Part of the series Learn TensorFlow Now
In the last few posts we noticed a strange phenomenon: our test accuracy was about 10% worse than what we were getting on our training set. Let’s review the results from our last network:
Cost: 131.964 Accuracy: 11.9999997318 % ... Cost: 0.47334 Accuracy: 83.9999973774 % Test Cost: 1.04789093912 Test accuracy: 72.5600001812 %
Our neural network is getting ~84%
accuracy on the training set but only ~73%
on the test set. What’s going on and how do we fix it?
Bias and Variance
Two primary sources of error in any machine learning algorithm come from either underfitting or overfitting your training data. Underfitting occurs when an algorithm is unable to model the underlying trend of the data. Overfitting occurs when the algorithm essentially memorizes the training set but is unable to generalize and performs poorly on the test set.
Bias is error introduced by underfitting a dataset. It is characterized by poor performance on both the training set and the test set.
Variance is error introduced by overfitting a dataset.

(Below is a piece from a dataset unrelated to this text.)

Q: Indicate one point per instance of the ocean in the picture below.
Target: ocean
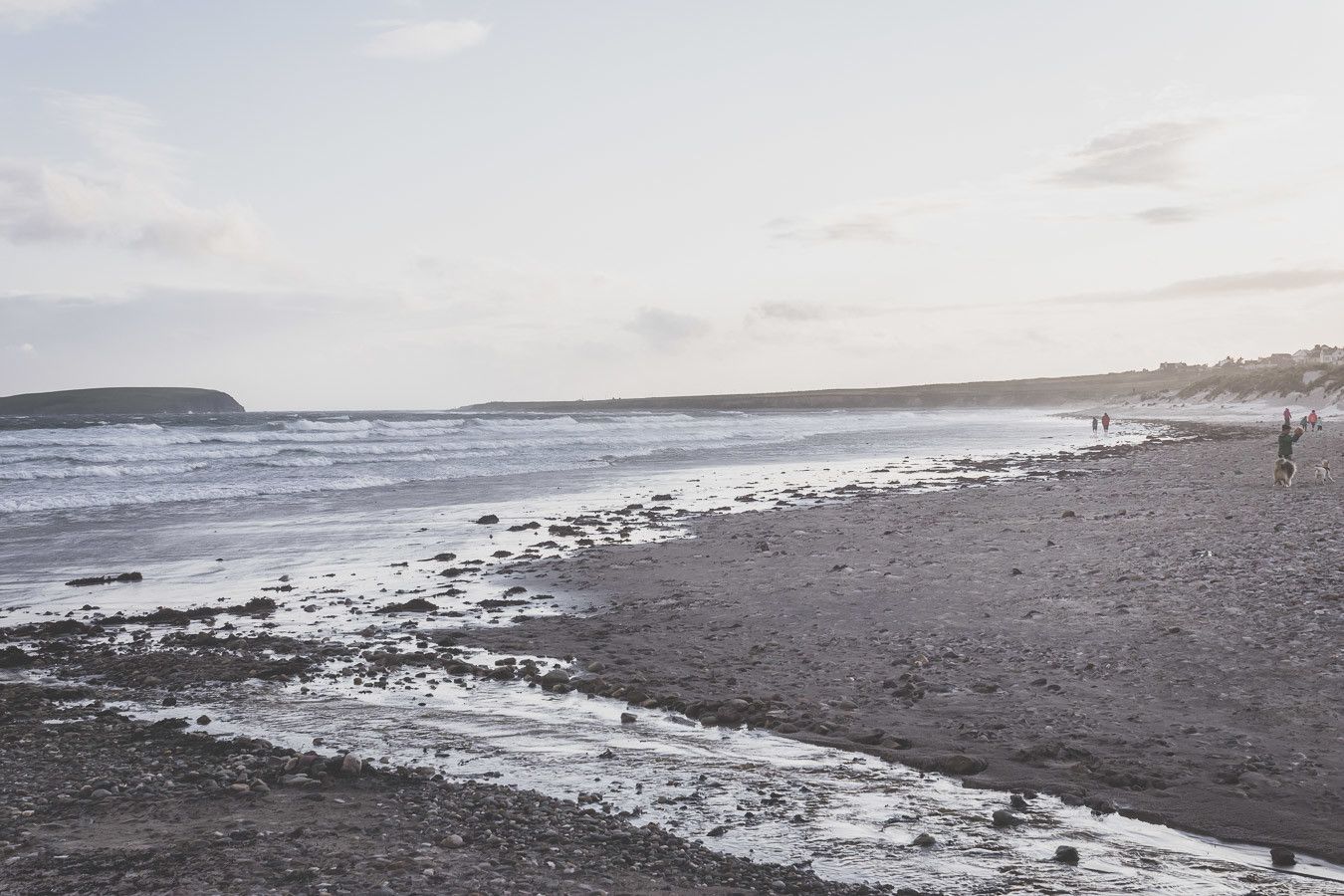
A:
(212, 507)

It is characterized by a good performance on the training set, but a poor performance on test set.
We can look at bias and variance visually by comparing the performance of our network on the training set and test set. Recall our training accuracy of 84%
and test accuracy of 73%
:

The above image roughly demonstrates which portions of our error can be attributed to bias and variance. This visualization assumes that we could theoretically achieve 100% accuracy. In practice this may not always be the case as other sources of error (eg. noise or mislabelled examples) may creep into our dataset. As an aside, the lowest theoretical error rate on a given problem is called the Bayes Error Rate.
Reducing Error
Ideally we would have a high performance on both the test set and training set which would represent low bias and low variance. So what steps can we take to reduce each of these sources of error?
Reducing Bias
- Create a larger neural network. Recall that high bias is a sign that our neural network is unable to properly capture the underlying trend in our dataset. In general the deeper a network, the more complex the functions it can represent.

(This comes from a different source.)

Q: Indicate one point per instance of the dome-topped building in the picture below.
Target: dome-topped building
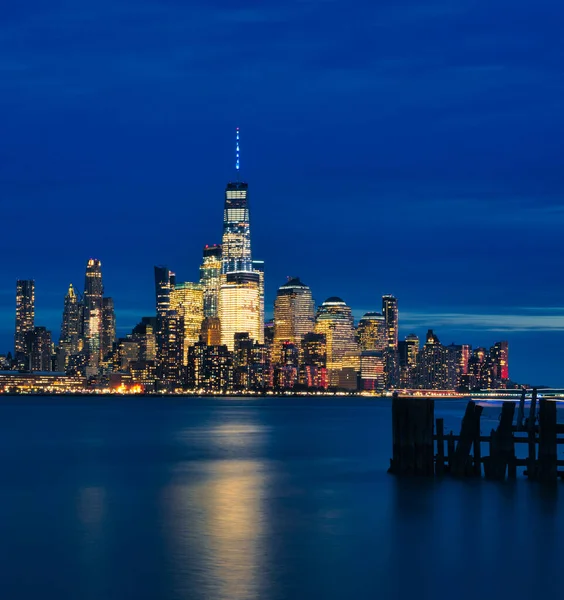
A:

- Train it for a very long time. One sanity check for any neural network is to see whether or not it can memorize the dataset. A sufficiently deep neural network should be able to memorize your dataset given enough training time. Although this won’t fix any problems with variance it can be an assurance that your network isn’t completely broken in some way.

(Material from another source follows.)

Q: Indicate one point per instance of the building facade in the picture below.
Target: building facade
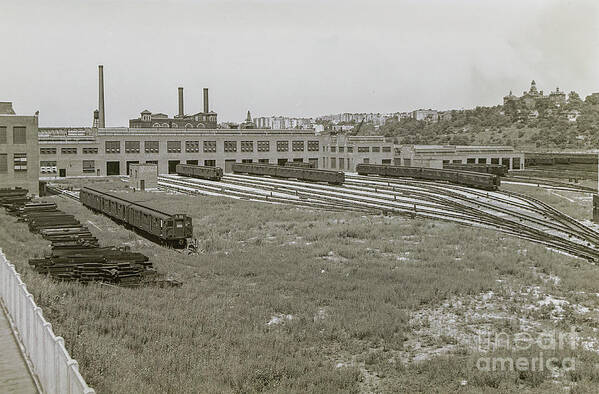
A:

- Use a different architecture. Sometimes your chosen architecture may simply be unable to perform well on a given task. It may be worth considering other architectures to see if they perform better. A good place to start with Image Recognition tasks is to try different architectures submitted to previous ImageNet competitions.
Reducing Variance
- Get more data. One nice property of neural networks is that they typically generalize better and better as you feed them more data. If your model is having problems handling out-of-sample data one obvious solution is to feed it more data.
- Augment your existing data. While “Get more data” is a simple solution, it’s often not easy in practice. It can take months to curate, clean and verify a large dataset. One workaround is to artifically generate “new” data by augmenting your existing data. For image recognition tasks this might include flipping or rotating existing images, tweaking color settings or taking random crops of images. This is a topic we’ll explore in greater depth in future posts.
- Regularization. High variance with low bias suggests our network has memorized the training set. Regularization describes a class of modifications we can make to our neural network that either penalizes memorization (eg. L2 regularization) or promotes redundant paths of learning in our network (ie. Dropout). We will dive deeper into various regularization approaches in future posts.
- Use a different architecture. Like reducing bias, sometimes you get the most bang-for-your-buck when you switch architectures altogether. As the deep learning field grows, people are frequently discovering better architectures for certain tasks. Some recent papers have even suggested that the structure of a neural network is more important than any learned weights for that structure.
There’s a lot to unpack here and we’ve glossed over many of the solutions to the problems of bias and variance. In the next few posts we’re going to revisit some of these ideas and explore different areas of the TensorFlow API that allow us to tackle these problems.